Im vorliegenden Bericht spiegelt sich wider, dass über die vergangenen Jahre Themen in die Mitte des Interesses gerückt sind, die vor fünf oder zehn Jahren noch nicht wirklich auf der Tagesordnung standen. Dazu gehört die Frage danach, was unter spirituellem Missbrauch zu verstehen ist und welche Rolle er bei der Anbahnung von sexueller Gewalt spielt, genauso wie die Aufmerksamkeit auf Missbrauch von vulnerablen Erwachsenen. Beides wird im Bericht erwähnt und behandelt, wobei die Autorinnen und der Autor immer wieder berechtigterweise darauf hinweisen, dass weitere Auseinandersetzung und Forschung zu diesen Feldern notwendig sind.
Wenn das Autorenteam die historische Einschätzung abgibt, dass in den USA und in Irland «bereits seit Jahrzehnten intensiv zum Thema … geforscht» worden sei, ist mir nicht klar, worauf man sich genau bezieht.

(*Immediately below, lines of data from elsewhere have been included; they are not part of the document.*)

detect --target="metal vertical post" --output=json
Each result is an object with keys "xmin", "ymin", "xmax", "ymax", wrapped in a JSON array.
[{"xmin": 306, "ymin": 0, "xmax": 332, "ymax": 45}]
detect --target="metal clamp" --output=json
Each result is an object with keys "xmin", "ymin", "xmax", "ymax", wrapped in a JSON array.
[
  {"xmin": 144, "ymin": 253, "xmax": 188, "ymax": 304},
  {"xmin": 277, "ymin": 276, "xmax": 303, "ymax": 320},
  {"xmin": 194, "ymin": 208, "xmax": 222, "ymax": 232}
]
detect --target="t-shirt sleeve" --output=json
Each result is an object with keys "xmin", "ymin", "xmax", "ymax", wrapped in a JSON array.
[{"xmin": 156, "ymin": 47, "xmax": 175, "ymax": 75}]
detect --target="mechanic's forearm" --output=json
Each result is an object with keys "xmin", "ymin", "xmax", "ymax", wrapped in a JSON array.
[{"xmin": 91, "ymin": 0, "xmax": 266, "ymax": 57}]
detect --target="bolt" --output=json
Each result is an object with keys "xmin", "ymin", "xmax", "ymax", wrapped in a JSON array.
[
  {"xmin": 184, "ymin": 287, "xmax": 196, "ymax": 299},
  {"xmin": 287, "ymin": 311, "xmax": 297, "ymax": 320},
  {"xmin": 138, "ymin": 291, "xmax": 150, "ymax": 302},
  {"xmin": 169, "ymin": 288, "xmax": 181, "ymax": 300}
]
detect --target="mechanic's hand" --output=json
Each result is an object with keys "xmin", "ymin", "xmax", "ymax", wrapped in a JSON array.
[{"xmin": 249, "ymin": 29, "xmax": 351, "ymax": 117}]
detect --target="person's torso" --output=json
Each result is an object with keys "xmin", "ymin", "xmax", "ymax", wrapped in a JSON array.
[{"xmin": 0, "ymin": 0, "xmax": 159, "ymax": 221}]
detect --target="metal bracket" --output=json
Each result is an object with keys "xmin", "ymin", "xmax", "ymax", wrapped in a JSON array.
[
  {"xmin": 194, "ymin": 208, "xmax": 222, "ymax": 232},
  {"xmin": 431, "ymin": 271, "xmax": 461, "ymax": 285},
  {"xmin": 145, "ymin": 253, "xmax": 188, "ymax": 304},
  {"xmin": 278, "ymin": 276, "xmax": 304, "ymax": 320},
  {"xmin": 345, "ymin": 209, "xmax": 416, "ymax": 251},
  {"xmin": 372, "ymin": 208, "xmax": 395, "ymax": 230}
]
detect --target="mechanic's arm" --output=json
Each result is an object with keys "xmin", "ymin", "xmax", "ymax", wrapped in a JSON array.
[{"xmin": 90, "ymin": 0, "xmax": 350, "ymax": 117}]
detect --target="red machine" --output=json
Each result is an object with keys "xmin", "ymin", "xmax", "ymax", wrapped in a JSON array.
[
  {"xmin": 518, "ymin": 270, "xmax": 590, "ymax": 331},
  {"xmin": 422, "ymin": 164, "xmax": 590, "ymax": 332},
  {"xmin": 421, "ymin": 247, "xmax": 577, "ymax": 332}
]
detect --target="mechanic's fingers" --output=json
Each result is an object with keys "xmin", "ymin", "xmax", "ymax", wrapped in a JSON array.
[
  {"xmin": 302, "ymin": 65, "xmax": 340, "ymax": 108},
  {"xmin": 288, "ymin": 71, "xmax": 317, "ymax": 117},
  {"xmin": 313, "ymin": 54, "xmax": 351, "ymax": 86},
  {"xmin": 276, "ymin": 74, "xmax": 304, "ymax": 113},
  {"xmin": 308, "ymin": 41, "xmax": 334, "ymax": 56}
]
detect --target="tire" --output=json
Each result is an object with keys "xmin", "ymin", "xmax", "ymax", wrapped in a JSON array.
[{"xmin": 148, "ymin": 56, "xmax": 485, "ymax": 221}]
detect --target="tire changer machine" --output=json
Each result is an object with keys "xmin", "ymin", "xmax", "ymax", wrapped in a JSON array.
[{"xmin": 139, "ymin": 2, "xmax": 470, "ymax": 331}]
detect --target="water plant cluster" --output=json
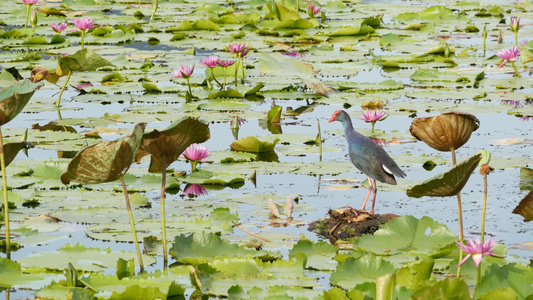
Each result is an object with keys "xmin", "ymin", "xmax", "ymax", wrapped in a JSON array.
[{"xmin": 0, "ymin": 0, "xmax": 532, "ymax": 299}]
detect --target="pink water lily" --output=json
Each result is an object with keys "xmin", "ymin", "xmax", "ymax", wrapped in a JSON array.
[
  {"xmin": 173, "ymin": 65, "xmax": 194, "ymax": 78},
  {"xmin": 200, "ymin": 56, "xmax": 220, "ymax": 68},
  {"xmin": 226, "ymin": 42, "xmax": 248, "ymax": 54},
  {"xmin": 496, "ymin": 46, "xmax": 521, "ymax": 77},
  {"xmin": 282, "ymin": 51, "xmax": 306, "ymax": 58},
  {"xmin": 22, "ymin": 0, "xmax": 39, "ymax": 4},
  {"xmin": 22, "ymin": 0, "xmax": 39, "ymax": 28},
  {"xmin": 308, "ymin": 2, "xmax": 322, "ymax": 18},
  {"xmin": 218, "ymin": 60, "xmax": 235, "ymax": 89},
  {"xmin": 50, "ymin": 23, "xmax": 67, "ymax": 34},
  {"xmin": 358, "ymin": 109, "xmax": 387, "ymax": 132},
  {"xmin": 455, "ymin": 238, "xmax": 502, "ymax": 268},
  {"xmin": 231, "ymin": 116, "xmax": 246, "ymax": 128},
  {"xmin": 72, "ymin": 17, "xmax": 94, "ymax": 31},
  {"xmin": 180, "ymin": 144, "xmax": 211, "ymax": 172},
  {"xmin": 218, "ymin": 60, "xmax": 235, "ymax": 67},
  {"xmin": 184, "ymin": 184, "xmax": 209, "ymax": 197}
]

Mir scheint bis heute in der Universitätswelt der USA eher ein grosser Widerstand gegen solche Forschungen vorzuherrschen. Dass auch die spanischen Bischöfe eine Untersuchung in Auftrag gegeben haben, die in Kürze erscheinen soll, ist den Autorinnen und dem Autor offenbar entgangen. Diese wenigen Ergänzungen wollen jedoch den Gesamteindruck keineswegs trüben. Der vorliegende Bericht kann zweifellos «die Tür zu einer umfassenden Auseinandersetzung mit dem Missbrauch in der katholischen Kirche in der Schweiz» und darüber hinaus öffnen. Es bleibt zu wünschen, dass dies auch tatsächlich geschieht – und dass es heilsam für die Betroffenen sowie aufrüttelnd für alle Katholikinnen und Katholiken in der Schweiz sein wird.